Non c’è linguaggio adatto che possa affrancarsi dai tratti chiari e semplici dovuti a un adolescente. Loro se l’aspettano e noi non dobbiamo tradirli. Cosa c’entra, però, tutto questo con un linguaggio in piena libertà, esposto a sibilline affermazioni, dove un rapporto di fiducia trova in un suo scorretto abuso la via dell’errore educativo? Cosa c’entra tutto questo con un’assistenza umana e psicologica fatta rientrare in un principio oggi caro a molti del cosiddetto “politicamente corretto” che giustifica ogni sconfinamento educativo?

È vero. Questo mondo fatto di solitudine e solipsismo è molto diverso dal mondo di un tempo in cui a sovrastare era un rapporto fatto di maggior socializzazione, ma paradossalmente imbevuto di distacco. Gli insegnanti di una volta salivano in cattedra e tendevano a mantenere vivo quella distanza che la relazione sociale offriva in abbondanza fuori dalla scuola.

Oggi avviene esattamente il contrario. Giovani e adulti cercano nei social, nei telefonini, negli sms le risposte a quella sete di aggregazione che la società non offre più. Ma questo impone delle regole nuove che devono fondarsi sul reciproco riconoscimento dove ruoli e funzioni devono essere interpretati come un valore aggiunto da offrire e non come trappole in cui far cadere i ragazzi. La correttezza delle relazioni può solo funzionare da detonatore a una crescente credibilità dove ogni parola, liberata dagli equivoci, viene ad assumere un particolare significato nell’atto dell’insegnamento.

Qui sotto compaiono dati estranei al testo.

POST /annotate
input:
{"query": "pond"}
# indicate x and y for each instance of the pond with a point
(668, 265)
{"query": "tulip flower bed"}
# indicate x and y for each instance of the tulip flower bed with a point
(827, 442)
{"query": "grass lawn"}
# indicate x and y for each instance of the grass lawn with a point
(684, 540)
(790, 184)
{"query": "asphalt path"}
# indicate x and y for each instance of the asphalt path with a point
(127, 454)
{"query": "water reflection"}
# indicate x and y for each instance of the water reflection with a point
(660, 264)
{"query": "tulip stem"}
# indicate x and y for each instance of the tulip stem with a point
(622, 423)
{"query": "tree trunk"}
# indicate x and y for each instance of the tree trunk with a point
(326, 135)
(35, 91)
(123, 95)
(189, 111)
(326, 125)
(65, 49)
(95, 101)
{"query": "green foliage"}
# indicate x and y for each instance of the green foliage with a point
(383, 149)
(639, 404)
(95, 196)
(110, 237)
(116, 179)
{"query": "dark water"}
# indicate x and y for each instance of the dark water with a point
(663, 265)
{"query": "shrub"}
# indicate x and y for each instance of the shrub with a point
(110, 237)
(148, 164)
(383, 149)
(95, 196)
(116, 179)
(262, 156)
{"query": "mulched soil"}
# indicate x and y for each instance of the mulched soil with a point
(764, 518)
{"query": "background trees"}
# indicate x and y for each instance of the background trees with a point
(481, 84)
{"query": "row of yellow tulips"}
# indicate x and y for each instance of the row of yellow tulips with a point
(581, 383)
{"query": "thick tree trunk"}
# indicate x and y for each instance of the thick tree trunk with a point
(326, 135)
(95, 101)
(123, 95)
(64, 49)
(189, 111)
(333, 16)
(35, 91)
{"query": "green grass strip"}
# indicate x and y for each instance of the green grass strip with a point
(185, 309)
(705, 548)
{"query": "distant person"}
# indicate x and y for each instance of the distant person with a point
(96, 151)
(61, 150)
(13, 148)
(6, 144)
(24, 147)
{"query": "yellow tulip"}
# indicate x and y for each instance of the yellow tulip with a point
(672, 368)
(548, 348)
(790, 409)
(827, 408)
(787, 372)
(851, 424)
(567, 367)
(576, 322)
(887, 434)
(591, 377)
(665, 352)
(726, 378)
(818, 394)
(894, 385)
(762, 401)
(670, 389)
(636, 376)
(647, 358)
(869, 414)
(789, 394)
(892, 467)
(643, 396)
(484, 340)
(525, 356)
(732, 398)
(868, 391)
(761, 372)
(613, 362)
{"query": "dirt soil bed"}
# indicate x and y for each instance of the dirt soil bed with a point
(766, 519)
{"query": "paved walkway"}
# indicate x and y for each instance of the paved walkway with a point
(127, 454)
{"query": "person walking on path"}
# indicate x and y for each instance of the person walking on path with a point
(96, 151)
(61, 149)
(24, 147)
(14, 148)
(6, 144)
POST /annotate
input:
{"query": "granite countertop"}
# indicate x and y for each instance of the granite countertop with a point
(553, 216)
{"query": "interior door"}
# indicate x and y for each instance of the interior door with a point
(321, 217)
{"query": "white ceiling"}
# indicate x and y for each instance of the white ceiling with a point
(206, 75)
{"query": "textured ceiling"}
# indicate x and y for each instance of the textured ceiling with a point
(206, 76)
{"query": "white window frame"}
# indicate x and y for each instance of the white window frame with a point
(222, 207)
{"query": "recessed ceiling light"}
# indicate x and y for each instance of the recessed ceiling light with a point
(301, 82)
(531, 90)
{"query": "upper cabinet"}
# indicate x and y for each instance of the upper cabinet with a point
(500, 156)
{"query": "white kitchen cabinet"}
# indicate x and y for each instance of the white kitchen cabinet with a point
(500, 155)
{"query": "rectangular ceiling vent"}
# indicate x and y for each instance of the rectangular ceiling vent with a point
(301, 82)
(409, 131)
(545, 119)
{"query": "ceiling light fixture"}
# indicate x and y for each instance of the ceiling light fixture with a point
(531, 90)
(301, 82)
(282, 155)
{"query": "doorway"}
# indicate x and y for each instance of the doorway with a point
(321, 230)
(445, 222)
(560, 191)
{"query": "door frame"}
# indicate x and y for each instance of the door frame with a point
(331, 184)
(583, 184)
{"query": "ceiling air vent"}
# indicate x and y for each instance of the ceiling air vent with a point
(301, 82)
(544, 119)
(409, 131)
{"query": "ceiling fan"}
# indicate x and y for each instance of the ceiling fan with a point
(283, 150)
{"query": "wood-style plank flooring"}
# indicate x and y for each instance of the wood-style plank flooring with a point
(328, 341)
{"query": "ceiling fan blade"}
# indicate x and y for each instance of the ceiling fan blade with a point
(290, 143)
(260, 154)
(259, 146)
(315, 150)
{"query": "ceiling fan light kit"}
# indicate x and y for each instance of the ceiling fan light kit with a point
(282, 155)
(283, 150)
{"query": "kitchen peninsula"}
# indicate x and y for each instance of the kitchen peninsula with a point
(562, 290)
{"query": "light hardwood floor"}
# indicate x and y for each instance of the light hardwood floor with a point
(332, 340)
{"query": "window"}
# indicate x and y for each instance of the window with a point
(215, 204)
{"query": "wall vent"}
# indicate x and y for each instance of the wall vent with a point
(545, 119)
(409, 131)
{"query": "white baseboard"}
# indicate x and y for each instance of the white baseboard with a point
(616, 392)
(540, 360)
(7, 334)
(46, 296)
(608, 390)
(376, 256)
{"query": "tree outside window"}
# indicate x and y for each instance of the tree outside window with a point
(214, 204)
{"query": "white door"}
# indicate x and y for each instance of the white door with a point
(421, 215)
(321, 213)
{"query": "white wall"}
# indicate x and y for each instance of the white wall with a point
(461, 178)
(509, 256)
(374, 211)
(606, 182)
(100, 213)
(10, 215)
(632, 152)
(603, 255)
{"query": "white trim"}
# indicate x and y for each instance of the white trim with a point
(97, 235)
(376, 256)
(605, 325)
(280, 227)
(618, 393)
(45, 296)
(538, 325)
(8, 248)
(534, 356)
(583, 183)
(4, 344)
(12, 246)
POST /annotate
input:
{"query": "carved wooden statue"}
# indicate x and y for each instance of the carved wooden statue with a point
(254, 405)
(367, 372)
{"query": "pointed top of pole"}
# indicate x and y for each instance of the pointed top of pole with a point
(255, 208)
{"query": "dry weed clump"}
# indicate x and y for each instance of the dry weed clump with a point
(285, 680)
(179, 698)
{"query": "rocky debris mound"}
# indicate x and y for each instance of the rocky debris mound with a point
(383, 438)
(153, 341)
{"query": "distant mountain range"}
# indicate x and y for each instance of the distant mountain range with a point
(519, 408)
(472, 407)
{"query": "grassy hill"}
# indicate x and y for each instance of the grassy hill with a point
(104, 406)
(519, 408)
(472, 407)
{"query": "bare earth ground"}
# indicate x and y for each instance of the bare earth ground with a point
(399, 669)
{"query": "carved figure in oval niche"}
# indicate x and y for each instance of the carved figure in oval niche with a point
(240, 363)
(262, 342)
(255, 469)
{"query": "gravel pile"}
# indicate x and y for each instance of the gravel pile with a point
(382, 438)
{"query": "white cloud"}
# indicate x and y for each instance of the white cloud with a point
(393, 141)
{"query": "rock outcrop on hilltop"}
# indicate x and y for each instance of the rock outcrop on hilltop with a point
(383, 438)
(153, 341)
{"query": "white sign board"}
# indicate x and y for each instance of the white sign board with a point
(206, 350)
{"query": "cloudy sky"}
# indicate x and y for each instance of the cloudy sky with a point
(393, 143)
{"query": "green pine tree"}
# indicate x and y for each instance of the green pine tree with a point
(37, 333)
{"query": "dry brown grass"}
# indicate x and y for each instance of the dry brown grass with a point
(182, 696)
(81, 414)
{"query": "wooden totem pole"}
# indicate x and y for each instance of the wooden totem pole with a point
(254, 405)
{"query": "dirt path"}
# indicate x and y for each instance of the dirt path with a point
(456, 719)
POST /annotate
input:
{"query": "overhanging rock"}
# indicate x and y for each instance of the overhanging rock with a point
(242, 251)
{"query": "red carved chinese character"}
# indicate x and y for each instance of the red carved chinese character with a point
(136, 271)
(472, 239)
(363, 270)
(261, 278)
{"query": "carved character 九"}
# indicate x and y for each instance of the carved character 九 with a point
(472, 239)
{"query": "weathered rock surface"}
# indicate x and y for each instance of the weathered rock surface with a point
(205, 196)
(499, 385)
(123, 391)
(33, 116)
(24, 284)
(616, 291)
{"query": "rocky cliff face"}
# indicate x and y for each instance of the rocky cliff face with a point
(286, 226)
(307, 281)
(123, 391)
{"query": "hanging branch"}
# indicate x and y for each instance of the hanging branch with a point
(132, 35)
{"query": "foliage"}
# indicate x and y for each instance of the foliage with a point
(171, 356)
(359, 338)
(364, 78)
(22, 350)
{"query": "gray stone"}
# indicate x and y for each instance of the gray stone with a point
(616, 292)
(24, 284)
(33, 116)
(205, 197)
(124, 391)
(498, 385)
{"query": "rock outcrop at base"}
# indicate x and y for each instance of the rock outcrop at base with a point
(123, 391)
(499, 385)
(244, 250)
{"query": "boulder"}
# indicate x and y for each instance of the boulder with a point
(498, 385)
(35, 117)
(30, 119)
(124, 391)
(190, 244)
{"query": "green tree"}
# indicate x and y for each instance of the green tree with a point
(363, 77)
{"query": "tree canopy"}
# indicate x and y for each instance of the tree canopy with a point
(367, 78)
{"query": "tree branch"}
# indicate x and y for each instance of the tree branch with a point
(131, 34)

Nelle nostre scuole viviamo per anni con ragazzi che cercano e talvolta senza tanto clamore, un modo di aggrapparsi a qualcuno e questo qualcuno è prima di tutto l’insegnante. E visto che «l’adolescenza è la più delicata delle transizioni» per dirla alla Victor Hugo, allora a maggior ragione da noi educatori è dovuta la nostra fiducia verso questi ragazzi senza transizioni, senza equivoci, senza mezze parole, senza allusioni, senza confondere loro le idee.

Il richiamo a un codice deontologico di comportamento può rappresentare una delle risposte, ma non è la risposta che i ragazzi si attendono. Ricordiamoci che i rumors passano, ma le ferite che provochiamo nel corpo e nello spirito, quelle restano.